Re: Hold on a bit...
It's complicated. I'm not an expert but I think the idea is that the gas giant swallows material that is closer to the star than itself, but is pulled closer to the star as it does this. Or, to look at it another way, you start with a gas giant a long way from the star, and a bunch of mass in the planetary disc, and you end up with a fat gas giant containing the planetary disc mass. It stops, mostly, when the star lights up, generates a solar wind, and blows the leftover gas out of the star system. The solar wind itself of course has outwards momentum.
I have previously heard arguments based on claimed computer simulations that this is how planet systems are often built, and that in our system, the gas giants interfered with each other and left the inner system for rocky planets.
It is reasonable to assume that the Solar System is a typical system of star and planets, but it is also reasonable to assume that some star systems have no planets where life can exist, and some star systems have habitable planets, and the Solar System is only typical of the second kind.
There's also an argument that the Earth has an unusually big fat Moon and that this has helped us in some ways.
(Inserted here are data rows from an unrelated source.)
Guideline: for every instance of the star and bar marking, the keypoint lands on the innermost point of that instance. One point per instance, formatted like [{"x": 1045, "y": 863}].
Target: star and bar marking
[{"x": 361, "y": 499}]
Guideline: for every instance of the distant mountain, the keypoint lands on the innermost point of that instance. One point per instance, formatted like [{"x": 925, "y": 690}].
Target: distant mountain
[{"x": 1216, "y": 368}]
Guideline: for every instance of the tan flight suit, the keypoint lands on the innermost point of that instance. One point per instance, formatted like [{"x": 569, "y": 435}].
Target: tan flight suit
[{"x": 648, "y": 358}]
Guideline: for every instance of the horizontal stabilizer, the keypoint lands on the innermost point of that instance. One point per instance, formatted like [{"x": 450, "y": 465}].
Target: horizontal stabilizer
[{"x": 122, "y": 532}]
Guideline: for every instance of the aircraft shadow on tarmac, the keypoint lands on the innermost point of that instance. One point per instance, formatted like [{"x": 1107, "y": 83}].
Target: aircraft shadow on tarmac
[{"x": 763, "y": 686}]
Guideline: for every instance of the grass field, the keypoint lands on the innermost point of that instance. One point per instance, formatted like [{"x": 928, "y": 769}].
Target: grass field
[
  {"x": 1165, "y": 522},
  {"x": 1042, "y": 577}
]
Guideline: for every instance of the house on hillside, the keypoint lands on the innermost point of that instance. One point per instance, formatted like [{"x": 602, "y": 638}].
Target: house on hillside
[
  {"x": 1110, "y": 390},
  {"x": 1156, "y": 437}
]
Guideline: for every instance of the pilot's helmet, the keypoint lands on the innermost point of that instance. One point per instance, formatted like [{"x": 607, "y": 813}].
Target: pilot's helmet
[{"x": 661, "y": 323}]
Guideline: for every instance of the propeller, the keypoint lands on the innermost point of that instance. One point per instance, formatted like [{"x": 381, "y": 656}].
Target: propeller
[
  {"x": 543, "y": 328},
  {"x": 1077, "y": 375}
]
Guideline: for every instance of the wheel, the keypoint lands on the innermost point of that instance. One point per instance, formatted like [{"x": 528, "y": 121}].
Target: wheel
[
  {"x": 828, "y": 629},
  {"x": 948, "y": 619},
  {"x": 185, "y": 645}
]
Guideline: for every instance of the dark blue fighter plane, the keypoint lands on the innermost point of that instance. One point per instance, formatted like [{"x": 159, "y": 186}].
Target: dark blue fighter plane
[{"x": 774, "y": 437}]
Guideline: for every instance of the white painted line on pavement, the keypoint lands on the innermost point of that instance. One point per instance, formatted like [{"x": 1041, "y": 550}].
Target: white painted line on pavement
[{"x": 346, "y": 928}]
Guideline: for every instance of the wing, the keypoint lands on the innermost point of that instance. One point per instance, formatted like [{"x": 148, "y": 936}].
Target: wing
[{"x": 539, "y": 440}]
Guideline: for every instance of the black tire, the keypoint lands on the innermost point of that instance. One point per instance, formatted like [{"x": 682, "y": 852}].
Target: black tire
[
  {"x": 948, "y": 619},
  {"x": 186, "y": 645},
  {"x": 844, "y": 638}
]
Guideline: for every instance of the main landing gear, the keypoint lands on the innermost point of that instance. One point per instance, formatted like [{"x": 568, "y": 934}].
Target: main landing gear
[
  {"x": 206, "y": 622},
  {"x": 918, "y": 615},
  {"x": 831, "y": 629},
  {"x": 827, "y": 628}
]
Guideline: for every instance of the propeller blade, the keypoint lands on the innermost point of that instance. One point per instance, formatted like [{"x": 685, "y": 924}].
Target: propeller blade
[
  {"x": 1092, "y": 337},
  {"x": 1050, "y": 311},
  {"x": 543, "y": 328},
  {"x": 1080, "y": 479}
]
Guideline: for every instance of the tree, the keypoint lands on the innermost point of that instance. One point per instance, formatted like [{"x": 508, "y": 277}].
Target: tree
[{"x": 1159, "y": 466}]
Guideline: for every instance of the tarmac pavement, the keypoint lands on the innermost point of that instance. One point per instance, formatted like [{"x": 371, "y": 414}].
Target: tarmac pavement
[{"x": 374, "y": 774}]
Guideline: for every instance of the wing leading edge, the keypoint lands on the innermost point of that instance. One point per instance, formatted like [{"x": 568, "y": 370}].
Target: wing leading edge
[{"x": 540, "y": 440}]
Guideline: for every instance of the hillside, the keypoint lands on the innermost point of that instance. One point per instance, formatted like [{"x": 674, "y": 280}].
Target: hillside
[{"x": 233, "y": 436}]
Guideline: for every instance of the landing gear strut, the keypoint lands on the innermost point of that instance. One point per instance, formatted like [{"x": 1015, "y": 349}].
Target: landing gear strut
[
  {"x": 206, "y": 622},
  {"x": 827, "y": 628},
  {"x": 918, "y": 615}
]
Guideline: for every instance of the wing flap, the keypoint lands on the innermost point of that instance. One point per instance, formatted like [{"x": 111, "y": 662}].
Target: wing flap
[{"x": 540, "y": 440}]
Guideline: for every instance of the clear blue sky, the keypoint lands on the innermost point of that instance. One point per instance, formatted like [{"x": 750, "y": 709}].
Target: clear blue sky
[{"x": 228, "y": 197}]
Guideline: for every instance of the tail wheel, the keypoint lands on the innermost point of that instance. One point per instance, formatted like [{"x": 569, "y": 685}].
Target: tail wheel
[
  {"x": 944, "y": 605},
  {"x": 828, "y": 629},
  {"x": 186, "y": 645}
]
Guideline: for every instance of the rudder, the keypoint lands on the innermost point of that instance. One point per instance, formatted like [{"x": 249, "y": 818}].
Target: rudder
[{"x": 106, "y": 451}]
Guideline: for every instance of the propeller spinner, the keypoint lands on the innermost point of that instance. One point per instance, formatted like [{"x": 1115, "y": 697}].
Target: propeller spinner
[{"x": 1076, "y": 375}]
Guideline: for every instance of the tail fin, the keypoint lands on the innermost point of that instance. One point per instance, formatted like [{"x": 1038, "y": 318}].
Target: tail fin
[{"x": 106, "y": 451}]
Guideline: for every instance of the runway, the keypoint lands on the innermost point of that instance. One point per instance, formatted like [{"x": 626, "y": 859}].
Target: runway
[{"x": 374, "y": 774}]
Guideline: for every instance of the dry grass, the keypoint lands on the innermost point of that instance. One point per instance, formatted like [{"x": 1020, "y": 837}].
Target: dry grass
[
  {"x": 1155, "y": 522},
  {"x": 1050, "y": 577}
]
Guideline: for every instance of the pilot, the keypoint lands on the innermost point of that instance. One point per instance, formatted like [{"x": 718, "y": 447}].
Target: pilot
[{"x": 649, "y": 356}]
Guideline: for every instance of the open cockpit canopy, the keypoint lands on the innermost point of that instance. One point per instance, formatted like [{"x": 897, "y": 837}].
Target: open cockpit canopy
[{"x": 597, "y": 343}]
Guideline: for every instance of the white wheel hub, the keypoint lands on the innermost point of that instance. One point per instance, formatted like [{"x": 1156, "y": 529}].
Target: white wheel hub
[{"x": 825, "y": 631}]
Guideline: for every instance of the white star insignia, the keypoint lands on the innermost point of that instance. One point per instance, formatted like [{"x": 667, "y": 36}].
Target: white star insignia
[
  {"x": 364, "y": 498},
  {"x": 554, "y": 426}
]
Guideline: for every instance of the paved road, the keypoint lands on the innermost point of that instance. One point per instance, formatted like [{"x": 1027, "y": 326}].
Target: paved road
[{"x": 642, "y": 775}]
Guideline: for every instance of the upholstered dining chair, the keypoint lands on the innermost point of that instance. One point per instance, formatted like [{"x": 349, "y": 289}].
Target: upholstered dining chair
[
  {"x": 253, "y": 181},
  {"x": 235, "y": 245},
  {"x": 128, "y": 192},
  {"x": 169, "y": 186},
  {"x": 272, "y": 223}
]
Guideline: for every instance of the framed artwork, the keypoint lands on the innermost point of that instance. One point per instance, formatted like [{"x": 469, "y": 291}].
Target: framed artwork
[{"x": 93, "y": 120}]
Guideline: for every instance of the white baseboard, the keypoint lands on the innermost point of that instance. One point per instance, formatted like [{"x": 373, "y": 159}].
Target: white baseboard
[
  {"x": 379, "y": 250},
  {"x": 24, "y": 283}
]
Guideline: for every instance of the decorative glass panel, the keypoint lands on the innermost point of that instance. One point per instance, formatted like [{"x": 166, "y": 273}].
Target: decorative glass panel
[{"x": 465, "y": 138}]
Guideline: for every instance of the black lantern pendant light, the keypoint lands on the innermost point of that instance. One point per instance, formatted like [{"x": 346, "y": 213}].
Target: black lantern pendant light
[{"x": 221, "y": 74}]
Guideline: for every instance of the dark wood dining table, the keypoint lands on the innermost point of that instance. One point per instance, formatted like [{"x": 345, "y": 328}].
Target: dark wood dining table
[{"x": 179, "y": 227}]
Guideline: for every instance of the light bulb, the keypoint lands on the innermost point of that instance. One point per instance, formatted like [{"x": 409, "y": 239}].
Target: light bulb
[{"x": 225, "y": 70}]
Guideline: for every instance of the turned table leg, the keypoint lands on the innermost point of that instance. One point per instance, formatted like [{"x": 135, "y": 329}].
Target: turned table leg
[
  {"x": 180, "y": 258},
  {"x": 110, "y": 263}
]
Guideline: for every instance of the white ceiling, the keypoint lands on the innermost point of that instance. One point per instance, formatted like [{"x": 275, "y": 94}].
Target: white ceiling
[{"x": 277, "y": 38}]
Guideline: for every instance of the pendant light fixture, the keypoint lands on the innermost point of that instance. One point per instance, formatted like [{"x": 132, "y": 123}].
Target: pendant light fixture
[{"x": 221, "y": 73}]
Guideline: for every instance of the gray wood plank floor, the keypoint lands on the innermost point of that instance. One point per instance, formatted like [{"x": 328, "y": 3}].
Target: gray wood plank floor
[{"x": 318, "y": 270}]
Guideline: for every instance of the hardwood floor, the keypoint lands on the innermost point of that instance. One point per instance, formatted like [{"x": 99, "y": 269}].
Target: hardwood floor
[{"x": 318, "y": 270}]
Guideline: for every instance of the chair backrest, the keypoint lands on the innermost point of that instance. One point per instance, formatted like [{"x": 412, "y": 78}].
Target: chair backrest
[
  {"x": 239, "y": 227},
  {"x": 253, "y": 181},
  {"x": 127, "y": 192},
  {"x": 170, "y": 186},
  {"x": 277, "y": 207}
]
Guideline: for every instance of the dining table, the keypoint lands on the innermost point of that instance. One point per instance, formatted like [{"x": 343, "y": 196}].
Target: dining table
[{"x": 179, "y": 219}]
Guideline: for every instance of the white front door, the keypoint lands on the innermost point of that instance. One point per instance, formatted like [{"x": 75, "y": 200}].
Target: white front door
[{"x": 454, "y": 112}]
There was a discarded theory that the Moon removes some of Earth's atmosphere and without it, the heatland pressure on Earth's surface would be nearly as much as on Venus. Wrong, apparently, but that's the sort of thing. Current fashionable theory is that Earth version 1.0 formed alongside a Mars-sized Trojan orbital companion which then got unstuck and hit the bigger world, and we're living on Earth 1.1 which contains material from both, especially the iron core - I'm not inventing this but I'm interpreting it creatively - and the Moon is made of ejected crust material, but not right away. One thing we get from that may be t!a particularly good protective magnetic field. Apparently in more simulations all of this is quite a common event too, so there may be more rocky planets with big moons around other stars where we could look for life.
For five-sixths of Earth's existence so far, there was basically nothing more sophisticated than slime living here, so we may be disappointed by what we find.